Michael Steele Brings The Fail

Recently, newly-minted RNC Chair Michael Steele sat down with George Stephanopoulos and tried to argue against the economic stimulus package. How did it go? Well, see for yourself:

STEELE: You’ve got to look at what’s going to create sustainable jobs. What this administration is talking about is making work. It is creating work.

STEPHANOPOULOS: But that’s a job.

STEELE: No, it’s not a job. A job is something that — that a business owner creates. It’s going to be long term. What he’s creating…

STEPHANOPOULOS: So a job doesn’t count if it’s a government job?

(CROSSTALK)

STEELE: Hold on. No, let me — let me — let me finish. That is a contract. It ends at a certain point, George. You know that. These road projects that we’re talking about have an end point.

As a small-business owner, I’m looking to grow my business, expand my business. I want to reach further. I want to be international. I want to be national. It’s a whole different perspective on how you create a job versus how you create work. And I’m — either way, the bottom line is…

STEPHANOPOULOS: I guess I don’t really understand that distinction.
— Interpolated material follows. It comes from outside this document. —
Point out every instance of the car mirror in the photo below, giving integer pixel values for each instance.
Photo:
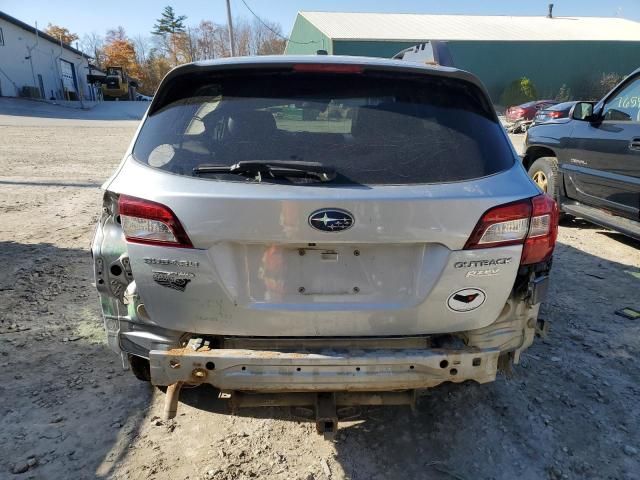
(583, 111)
STEELE: Well, the difference — the distinction is this. If a government — if you’ve got a government contract that is a fixed period of time, it goes away. The work may go away. That’s — there’s no guarantee that that — that there’s going to be more work when you’re done in that job.

STEPHANOPOULOS: Yes, but we’ve seen millions and millions of jobs going away in the private sector just in the last year.

STEELE: But they come — yes, they — and they come back, though, George. That’s the point. When they go — they’ve gone away before, and they come back.

[Emphasis mine]

First, Steele draws a distinction between “work” and “jobs,” as if there are millions of people who are being paid to do nothing, in anticipation that there will be work for them to do in the future. It’s pretty simple—more work means more jobs.

For instance, if a construction company has 50 employees but receives contract for a job that will require 100 employees, they will hire 50 more people; thus more work creates more jobs, and that’s the type of scenario this stimulus package is designed to create nationwide.

Second, Steele acts like the jobs created by the stimulus package don’t count because they’re not indefinite. By that standard, though, whose job does count? Tens of millions—if not hundreds of millions—of workers across the country could be fired or laid off at any time. Do those jobs not count, either, just because they’re indefinite?

Plus, the jobs created by the stimulus are designed to be temporary—we can’t have millions of people earning government salaries for the rest of their lives, after all. The point of the stimulus is to spur economic growth so that, when those temporary jobs end, there will be other newly-created jobs those workers can move into. The point of the economic stimulus package is, after all, to stimulate the economy, yet Steele pretends a nearly-$1 trillion investment in the economy won’t have any effect on economic growth.

Third, Steele claims that we shouldn’t even worry about losing jobs because “they come back.” Well, the reason why the job we lose “come back” at the end of a recession is because, when we enter a recession and start bleeding jobs, the government steps in and does something about it. In fact, we have a host of monetary and economic policies we can implement in order to create jobs again, one of those being economic stimulus packages like this one. Again, Steele is assuming that the economy exists in a vacuum and that the federal government doesn’t affect it, which is patently absurd.

In light of this, maybe Steele shouldn‘t have scrapped the RNC’s plans to develop a policy think tank–it’s going to be a long couple of years for him if this gibberish is the best he can come up with.